Textes bibliques : Genèse 32/23-33 – 48/1-2, 8-20

Prédication :

« Dis, Grand-Père, pourquoi tu boîtes ? »

Cette question, son petit-fils Éphraïm la lui avait déjà posée à deux ou trois reprises. Le vieux Jacob s’était toujours arrangé pour détourner l’attention de l’enfant, au lieu de lui répondre. Il l’aimait pourtant beaucoup. Avec ses douze ans, Éphraïm était très vif et perspicace. Quand Jacob était descendu en Égypte avec tous les siens, pour fuir la famine – mais aussi pour rejoindre son fils bien-aimé, Joseph, devenu grand intendant du pharaon -, il avait eu beaucoup de plaisir à découvrir les deux fils de Joseph, nés en Égypte, Manassé et Éphraïm. Mais il sentait surtout une forte connivence avec le second, Éphraïm. Était-ce parce qu’il était le cadet des deux, comme lui-même, Jacob, l’avait été par rapport à son frère Ésaü ? Peut-être bien.

Jacob était vieux, bien au-delà de la centaine, même tellement au-delà qu’il ne se souvenait plus très bien du nombre d’années : cent trente ou cent quarante ? Un âge de patriarche, comme on dira plus tard ! Mais il se souvenait encore très bien de cette fameuse nuit où sa hanche avait été déboîtée. S’il ne voulait pas trop en parler avec son petit-fils, ce n’était pas parce qu’il ne s’en souvenait plus. C’était bien plutôt parce qu’il s’en souvenait trop.

Mais déjà Éphraïm le relançait avec impatience :

– Dis, grand-père, pourquoi tu boites ?

– Tu sais, c’est une vieille histoire. » Mais en disant cela, Jacob se rendait compte que ce matin, il ne parviendrait pas à tromper l’attention d’Éphraïm, qu’il ne pourrait pas échapper à ses questions. Jacob était pourtant un expert en tromperie, en fraude, en échappatoires, en faux-fuyants. Toute sa vie en avait été marquée, et son nom même semblait le rappeler : Jacob, « celui qui trompe ». Mais ce matin, il savait qu’il n’échapperait pas à son petit-fils, et cela le plaça tout de suite dans l’ambiance de cette fameuse nuit.

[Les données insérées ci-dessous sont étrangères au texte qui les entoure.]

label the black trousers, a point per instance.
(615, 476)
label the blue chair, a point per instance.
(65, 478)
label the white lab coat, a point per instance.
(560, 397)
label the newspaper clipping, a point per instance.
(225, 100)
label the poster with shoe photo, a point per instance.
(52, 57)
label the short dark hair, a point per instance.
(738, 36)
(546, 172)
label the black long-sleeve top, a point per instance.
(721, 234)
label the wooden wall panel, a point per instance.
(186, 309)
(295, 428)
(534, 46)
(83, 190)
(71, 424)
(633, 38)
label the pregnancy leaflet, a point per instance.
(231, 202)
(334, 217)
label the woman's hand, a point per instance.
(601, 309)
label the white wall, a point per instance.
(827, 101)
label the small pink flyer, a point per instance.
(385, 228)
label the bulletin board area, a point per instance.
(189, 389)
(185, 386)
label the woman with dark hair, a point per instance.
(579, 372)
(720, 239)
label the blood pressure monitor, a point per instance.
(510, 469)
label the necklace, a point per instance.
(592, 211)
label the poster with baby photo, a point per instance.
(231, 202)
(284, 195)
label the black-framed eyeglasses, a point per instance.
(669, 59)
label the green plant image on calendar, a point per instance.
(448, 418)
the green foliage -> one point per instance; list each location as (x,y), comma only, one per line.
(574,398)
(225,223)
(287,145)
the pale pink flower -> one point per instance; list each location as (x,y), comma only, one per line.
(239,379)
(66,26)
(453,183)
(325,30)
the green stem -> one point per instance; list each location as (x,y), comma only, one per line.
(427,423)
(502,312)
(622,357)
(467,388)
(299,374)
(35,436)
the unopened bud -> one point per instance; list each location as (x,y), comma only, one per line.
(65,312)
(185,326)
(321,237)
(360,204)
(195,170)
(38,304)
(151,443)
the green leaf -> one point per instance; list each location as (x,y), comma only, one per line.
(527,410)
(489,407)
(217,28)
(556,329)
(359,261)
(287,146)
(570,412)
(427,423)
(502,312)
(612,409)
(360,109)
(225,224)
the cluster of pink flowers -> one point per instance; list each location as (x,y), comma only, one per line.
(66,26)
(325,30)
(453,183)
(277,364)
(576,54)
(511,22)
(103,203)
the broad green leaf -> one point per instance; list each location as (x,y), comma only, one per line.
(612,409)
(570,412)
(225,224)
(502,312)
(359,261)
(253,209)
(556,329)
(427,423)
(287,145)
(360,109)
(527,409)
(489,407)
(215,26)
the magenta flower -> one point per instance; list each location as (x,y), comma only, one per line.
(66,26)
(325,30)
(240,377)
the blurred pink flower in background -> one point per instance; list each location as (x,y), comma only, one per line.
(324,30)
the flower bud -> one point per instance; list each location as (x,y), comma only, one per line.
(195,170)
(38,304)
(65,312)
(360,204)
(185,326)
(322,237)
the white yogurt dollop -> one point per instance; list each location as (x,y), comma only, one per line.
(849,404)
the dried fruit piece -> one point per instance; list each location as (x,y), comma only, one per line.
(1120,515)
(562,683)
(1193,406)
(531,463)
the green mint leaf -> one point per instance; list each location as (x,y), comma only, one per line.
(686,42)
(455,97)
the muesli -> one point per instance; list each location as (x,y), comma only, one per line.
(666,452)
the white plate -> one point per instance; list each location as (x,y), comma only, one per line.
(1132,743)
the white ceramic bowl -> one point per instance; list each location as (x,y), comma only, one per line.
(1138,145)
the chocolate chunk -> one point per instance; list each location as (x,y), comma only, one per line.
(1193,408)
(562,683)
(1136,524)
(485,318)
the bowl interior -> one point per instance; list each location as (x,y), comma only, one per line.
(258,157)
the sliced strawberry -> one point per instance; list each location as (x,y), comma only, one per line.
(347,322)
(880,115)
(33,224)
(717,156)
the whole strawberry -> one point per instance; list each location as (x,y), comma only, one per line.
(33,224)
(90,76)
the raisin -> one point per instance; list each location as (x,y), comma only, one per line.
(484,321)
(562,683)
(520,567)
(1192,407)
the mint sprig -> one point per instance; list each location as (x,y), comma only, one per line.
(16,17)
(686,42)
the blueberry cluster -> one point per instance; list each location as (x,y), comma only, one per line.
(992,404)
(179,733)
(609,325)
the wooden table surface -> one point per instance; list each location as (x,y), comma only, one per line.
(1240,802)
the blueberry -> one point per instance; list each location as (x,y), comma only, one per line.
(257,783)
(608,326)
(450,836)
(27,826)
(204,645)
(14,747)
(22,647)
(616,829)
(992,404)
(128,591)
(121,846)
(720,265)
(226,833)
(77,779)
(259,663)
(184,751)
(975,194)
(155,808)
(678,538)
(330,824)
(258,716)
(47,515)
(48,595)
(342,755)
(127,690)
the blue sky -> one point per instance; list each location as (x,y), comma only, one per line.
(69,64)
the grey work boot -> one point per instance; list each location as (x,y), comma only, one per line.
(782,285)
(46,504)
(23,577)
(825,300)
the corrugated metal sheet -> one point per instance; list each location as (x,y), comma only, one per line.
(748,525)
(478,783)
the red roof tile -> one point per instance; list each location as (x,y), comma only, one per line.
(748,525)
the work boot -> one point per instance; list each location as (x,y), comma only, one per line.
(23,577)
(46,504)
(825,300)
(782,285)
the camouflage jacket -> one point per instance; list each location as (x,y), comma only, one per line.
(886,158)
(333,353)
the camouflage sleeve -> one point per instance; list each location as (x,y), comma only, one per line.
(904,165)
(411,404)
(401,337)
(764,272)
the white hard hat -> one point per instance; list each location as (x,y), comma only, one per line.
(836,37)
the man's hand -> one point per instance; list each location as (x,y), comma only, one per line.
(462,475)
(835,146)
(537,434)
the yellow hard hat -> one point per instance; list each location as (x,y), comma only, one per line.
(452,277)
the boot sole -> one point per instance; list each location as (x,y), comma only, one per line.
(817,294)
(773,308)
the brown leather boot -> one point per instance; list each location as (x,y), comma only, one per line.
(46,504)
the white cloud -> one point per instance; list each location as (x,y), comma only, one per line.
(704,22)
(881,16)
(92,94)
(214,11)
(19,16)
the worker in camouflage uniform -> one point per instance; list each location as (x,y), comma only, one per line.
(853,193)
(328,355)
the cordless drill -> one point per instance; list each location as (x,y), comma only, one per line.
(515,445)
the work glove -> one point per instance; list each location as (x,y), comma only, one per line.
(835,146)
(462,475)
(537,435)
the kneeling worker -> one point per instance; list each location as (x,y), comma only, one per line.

Cette nuit-là non plus, il n’avait pas pu échapper.

– Raconte-moi cette vieille histoire, grand-père, raconte !

– Tu sais, commença Jacob prudemment, c’était à un moment décisif de ma vie. Tu garderas pour toi ce que je vais te raconter. Tu me promets, n’est-ce pas ? Dans ma jeunesse, j’avais trompé mon frère Ésaü, en lui arrachant son droit d’aînesse pour un plat de lentilles et en lui volant sa bénédiction d’aîné. J’avais dû fuir sa colère et sa vengeance en m’exilant. Réfugié chez mon oncle Laban, j’avais travaillé pendant de nombreuses années pour lui. Mais j’avais aussi réussi avec habileté, avec astuce, à me faire une situation : deux femmes, Léa et Rachel, toutes deux filles de Laban, de nombreux enfants, des serviteurs et servantes, de grands troupeaux, des biens. Un jour, il fallait bien retourner dans mon pays avec tout ce qui m’appartenait. J’avais le mal du pays et, un jour, nous nous mimes en route, une longue caravane. Mais suite à des malentendus, mon oncle Laban nous avait poursuivis. De l’autre côté, devant nous, il y avait mon frère Ésaü, qui m’attendait avec sa vieille colère. Certes, je lui avais envoyé en avant toute une série de cadeaux, mais je ne savais pas comment il m’accueillerait. Cette nuit-là, dans la peur, je fis passer à tout le monde le gué du Yabboq. C’était un vrai passage à gué, dans tous les sens du terme. Un passage à gué de ma vie, un de ces moments dé­cisifs où, entre le passé et l’avenir, le temps semble s’arrêter, où tout paraît remis en question. Je suis resté seul dans la nuit, près du gué.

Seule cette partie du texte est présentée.